I start quietly laughing. I’m not trying to be outrageous but I can’t help myself. It’s bloody brilliant.
‘On what possible basis are you calling me a bad husband?’ Geoffrey says to Nana Hogg.
‘You’re a bully. Let her go to her husband’s grave.’
‘I’m not stopping her.’
‘You literally just told her not to go,’ I say. ‘And slagged my dad off. And called him a philanderer.’
‘Yes and I wonder which of his children takes after him.’
My mouth falls open.
‘Don’t you dare speak to my sister like that,’ Esther says, surprising us all. This has turned into a bloodbath, a one-set stage play. Mum is like a statue, eyes wide. Mark’s aged a year in minutes.
‘Nothing wrong with enjoying a bit of slap and tickle,’ Nana Hogg says. ‘If I still had her physique I’d be putting myself about a bit too.’
‘Right, that’s enough,’ Geoffrey stands up, makes a fuss of collecting his jacket from the coat stand in the hall. We listen to this, Mum motionless. Her instinct is to side with Geoffrey, yet even she’s got qualms.
He lets himself out and sits in his car, fully visible through the bay window, engine running, passenger side door thrown open ready for Mum to obediently scuttle out after him.
‘Should I go out and speak to him?’ Esther says to Mark, and even Mark shrugs.

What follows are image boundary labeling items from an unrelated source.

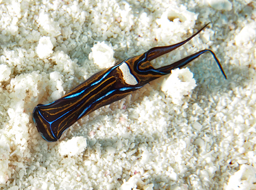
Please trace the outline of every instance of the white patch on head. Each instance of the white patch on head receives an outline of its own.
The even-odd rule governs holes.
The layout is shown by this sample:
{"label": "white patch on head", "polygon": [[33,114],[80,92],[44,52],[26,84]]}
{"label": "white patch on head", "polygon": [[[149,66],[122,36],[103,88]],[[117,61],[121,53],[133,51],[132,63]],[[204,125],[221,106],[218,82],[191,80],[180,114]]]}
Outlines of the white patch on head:
{"label": "white patch on head", "polygon": [[125,62],[119,66],[119,69],[122,72],[125,83],[130,85],[136,85],[138,84],[136,78],[131,74],[130,69]]}

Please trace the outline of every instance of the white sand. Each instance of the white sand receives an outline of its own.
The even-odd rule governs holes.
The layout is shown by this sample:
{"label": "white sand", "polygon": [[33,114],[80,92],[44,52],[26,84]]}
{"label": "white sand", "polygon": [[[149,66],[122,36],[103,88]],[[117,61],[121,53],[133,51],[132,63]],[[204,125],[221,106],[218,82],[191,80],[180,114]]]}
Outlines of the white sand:
{"label": "white sand", "polygon": [[[0,0],[1,189],[256,189],[255,1],[39,2]],[[181,87],[170,84],[178,94],[167,83],[162,91],[162,78],[84,117],[58,142],[42,138],[31,118],[38,103],[209,21],[153,63],[210,48],[228,80],[207,53],[188,65],[194,89],[182,70],[174,77]],[[104,45],[89,56],[97,44]]]}

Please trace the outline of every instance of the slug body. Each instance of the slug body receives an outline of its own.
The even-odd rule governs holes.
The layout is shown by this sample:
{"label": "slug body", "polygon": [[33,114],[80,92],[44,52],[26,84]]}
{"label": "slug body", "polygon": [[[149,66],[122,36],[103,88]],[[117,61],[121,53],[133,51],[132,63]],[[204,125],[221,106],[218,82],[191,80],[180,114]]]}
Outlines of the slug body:
{"label": "slug body", "polygon": [[33,111],[33,120],[44,139],[57,141],[74,123],[94,110],[119,101],[149,82],[182,67],[201,54],[210,52],[226,78],[215,54],[204,50],[171,65],[155,69],[150,61],[168,53],[189,41],[204,28],[188,39],[169,46],[156,47],[136,56],[95,74],[61,98],[47,105],[39,104]]}

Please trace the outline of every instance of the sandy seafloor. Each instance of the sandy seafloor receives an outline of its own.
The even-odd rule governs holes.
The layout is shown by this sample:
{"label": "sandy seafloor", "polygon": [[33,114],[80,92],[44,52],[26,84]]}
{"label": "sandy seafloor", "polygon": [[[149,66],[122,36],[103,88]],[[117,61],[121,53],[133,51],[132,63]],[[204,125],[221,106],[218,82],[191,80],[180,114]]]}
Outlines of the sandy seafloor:
{"label": "sandy seafloor", "polygon": [[[256,189],[255,8],[253,0],[0,0],[0,189]],[[153,64],[210,48],[227,80],[206,53],[183,72],[194,74],[192,90],[185,75],[167,81],[172,91],[161,78],[57,142],[37,132],[38,103],[210,21]]]}

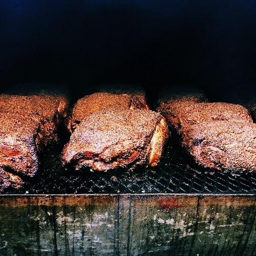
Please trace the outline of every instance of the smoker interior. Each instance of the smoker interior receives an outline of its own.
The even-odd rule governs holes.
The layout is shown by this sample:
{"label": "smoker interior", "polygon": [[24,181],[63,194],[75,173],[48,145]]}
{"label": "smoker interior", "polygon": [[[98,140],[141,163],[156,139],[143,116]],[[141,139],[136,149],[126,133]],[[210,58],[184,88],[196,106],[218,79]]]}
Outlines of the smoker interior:
{"label": "smoker interior", "polygon": [[[256,84],[255,9],[230,2],[2,1],[1,91],[25,83],[65,84],[73,103],[101,83],[139,83],[152,109],[166,84],[196,86],[211,101],[229,102],[233,93],[246,98]],[[57,146],[42,153],[34,179],[5,193],[256,191],[255,173],[200,168],[172,137],[155,168],[65,169],[59,157],[68,139],[63,133]]]}
{"label": "smoker interior", "polygon": [[41,153],[39,170],[35,177],[24,178],[26,182],[22,188],[5,193],[250,194],[256,191],[255,172],[223,172],[200,167],[181,147],[174,135],[158,166],[108,172],[62,167],[60,155],[69,136],[63,133],[62,138],[58,145]]}

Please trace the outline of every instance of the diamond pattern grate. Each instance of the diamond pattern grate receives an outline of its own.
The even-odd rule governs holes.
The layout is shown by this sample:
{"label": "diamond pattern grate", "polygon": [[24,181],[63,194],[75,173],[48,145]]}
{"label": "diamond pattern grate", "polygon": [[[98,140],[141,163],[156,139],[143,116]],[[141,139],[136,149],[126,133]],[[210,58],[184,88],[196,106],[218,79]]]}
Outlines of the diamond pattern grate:
{"label": "diamond pattern grate", "polygon": [[[48,153],[41,174],[17,191],[23,194],[199,193],[255,194],[256,173],[200,169],[178,147],[168,145],[160,166],[133,171],[74,171],[61,167]],[[7,193],[13,191],[7,191]],[[17,191],[15,191],[17,193]]]}

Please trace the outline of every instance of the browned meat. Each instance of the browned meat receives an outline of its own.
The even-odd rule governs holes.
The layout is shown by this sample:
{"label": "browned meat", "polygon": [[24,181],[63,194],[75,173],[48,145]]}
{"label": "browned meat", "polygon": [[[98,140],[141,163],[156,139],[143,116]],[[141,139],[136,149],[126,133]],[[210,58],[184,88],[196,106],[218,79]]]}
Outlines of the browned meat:
{"label": "browned meat", "polygon": [[146,110],[101,110],[84,118],[62,152],[63,164],[97,170],[158,164],[168,136],[165,119]]}
{"label": "browned meat", "polygon": [[183,146],[204,167],[256,171],[256,124],[202,123],[187,126],[183,135]]}
{"label": "browned meat", "polygon": [[54,95],[0,95],[0,168],[33,176],[37,153],[58,139],[68,102]]}
{"label": "browned meat", "polygon": [[248,110],[240,105],[224,102],[171,102],[158,110],[178,133],[182,133],[187,125],[202,122],[219,120],[252,122]]}
{"label": "browned meat", "polygon": [[95,93],[79,99],[68,121],[68,129],[73,132],[77,124],[89,114],[100,110],[148,109],[145,94],[107,92]]}
{"label": "browned meat", "polygon": [[165,109],[165,104],[180,101],[204,102],[207,99],[203,92],[196,87],[180,84],[177,86],[165,87],[158,95],[158,105],[160,108]]}
{"label": "browned meat", "polygon": [[19,176],[0,168],[0,193],[7,188],[19,188],[23,184],[23,181]]}

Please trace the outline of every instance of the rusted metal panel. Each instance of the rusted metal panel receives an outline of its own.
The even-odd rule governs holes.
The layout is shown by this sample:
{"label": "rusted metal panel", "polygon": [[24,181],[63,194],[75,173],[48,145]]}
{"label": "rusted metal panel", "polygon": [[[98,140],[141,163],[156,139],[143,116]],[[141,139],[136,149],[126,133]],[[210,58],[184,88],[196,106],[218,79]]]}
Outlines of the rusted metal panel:
{"label": "rusted metal panel", "polygon": [[255,195],[0,196],[0,255],[255,255]]}

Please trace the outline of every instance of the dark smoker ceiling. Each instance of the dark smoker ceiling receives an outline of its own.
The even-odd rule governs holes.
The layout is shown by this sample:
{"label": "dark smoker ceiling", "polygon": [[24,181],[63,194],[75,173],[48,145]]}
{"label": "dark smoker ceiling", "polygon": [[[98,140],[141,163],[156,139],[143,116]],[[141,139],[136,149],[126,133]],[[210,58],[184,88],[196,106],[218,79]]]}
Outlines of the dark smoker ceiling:
{"label": "dark smoker ceiling", "polygon": [[194,83],[214,95],[256,80],[253,0],[2,0],[0,30],[2,87]]}

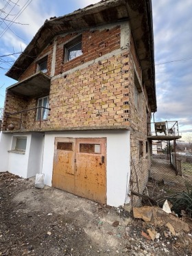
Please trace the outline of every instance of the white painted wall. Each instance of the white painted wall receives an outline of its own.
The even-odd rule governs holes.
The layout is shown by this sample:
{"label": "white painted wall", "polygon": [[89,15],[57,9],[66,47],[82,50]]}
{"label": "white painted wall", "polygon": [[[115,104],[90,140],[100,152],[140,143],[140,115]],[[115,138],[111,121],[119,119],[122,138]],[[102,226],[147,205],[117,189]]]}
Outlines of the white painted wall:
{"label": "white painted wall", "polygon": [[12,135],[0,132],[0,172],[8,170],[9,153]]}
{"label": "white painted wall", "polygon": [[32,133],[29,153],[27,178],[32,177],[41,172],[43,146],[44,134]]}
{"label": "white painted wall", "polygon": [[45,174],[45,183],[49,186],[51,186],[52,181],[54,141],[57,137],[107,139],[107,204],[115,207],[123,205],[130,174],[130,132],[126,130],[45,133],[42,173]]}

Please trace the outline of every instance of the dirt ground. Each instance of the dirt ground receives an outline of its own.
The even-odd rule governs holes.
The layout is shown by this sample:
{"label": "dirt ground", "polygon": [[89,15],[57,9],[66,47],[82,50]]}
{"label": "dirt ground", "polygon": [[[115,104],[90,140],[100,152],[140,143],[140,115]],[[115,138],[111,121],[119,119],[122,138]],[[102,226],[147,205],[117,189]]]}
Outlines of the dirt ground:
{"label": "dirt ground", "polygon": [[172,235],[122,208],[109,207],[45,186],[34,178],[0,174],[0,255],[192,255],[192,231]]}

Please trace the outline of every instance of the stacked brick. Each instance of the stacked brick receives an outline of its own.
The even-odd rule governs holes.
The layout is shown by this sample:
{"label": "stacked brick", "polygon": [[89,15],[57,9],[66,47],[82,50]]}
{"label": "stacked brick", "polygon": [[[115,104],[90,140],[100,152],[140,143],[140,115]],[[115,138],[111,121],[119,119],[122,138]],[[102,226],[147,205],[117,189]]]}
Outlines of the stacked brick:
{"label": "stacked brick", "polygon": [[125,53],[53,80],[49,126],[129,125],[124,119],[124,110],[130,108],[125,104],[129,102],[129,73],[125,72],[128,61]]}
{"label": "stacked brick", "polygon": [[84,31],[82,33],[83,54],[70,62],[64,62],[64,45],[77,35],[77,33],[73,33],[58,37],[56,75],[119,49],[120,47],[120,25],[110,29]]}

Nana Hogg knits serenely through it.
‘Mum,’ I say, turning to her. ‘Don’t do as he says. He’s been a bad shit. Let him sweat on it for a night and go back tomorrow.’
‘She’s right,’ Esther says.
Mum looks at us, looks out of the window at Geoffrey, chews her lip. He slams the door shut, the tail-lights blaze, and with a squirt of gravel, he goes. Mum says the very last thing I’d expect.
‘Georgina, have you got any cigarettes?’
31
We stand quivering with cold in Esther’s garden, smoking menthols that Esther managed to unearth from the back of a cupboard. Being unable to provide Mum with Marlboro Lights is not a way I thought I’d fail her.
‘I’m so sorry you had to find out about Dad like that, Gog,’ Esther says, gripping her elbow.
‘Oh, Esther, I knew,’ I say. ‘I didn’t know you two knew. How did you know each other knew?’
‘I saw Dad with her when he was supposed to be at Graham’s. I was with my friends and he was coming out of Atkinson’s, they were holding hands. I came home and told Mum. I was about ten.’
That long.
‘I knew anyway,’ Mum says. ‘From almost the start. He thought he could come home smelling of Yves Saint Laurent Rive Gauche and I wouldn’t notice. Silly sod.’
‘How did you find out?’ Esther says to me.
‘I caught Dad …’ Hmm. Best still be careful, ‘making plans to see a woman on the phone, the first weekend I was home from university. We had a huge fight about it, right before he died. I thought I should keep it to myself. Given Dad was gone anyway.’
‘Here’s us, thinking we had to keep it from you, at any cost. You were always so close, you had Dad on a pedestal. We didn’t want to knock him off,’ Esther says.
‘Thank you,’ I say, frowning. This is an adjustment, the idea they protected me.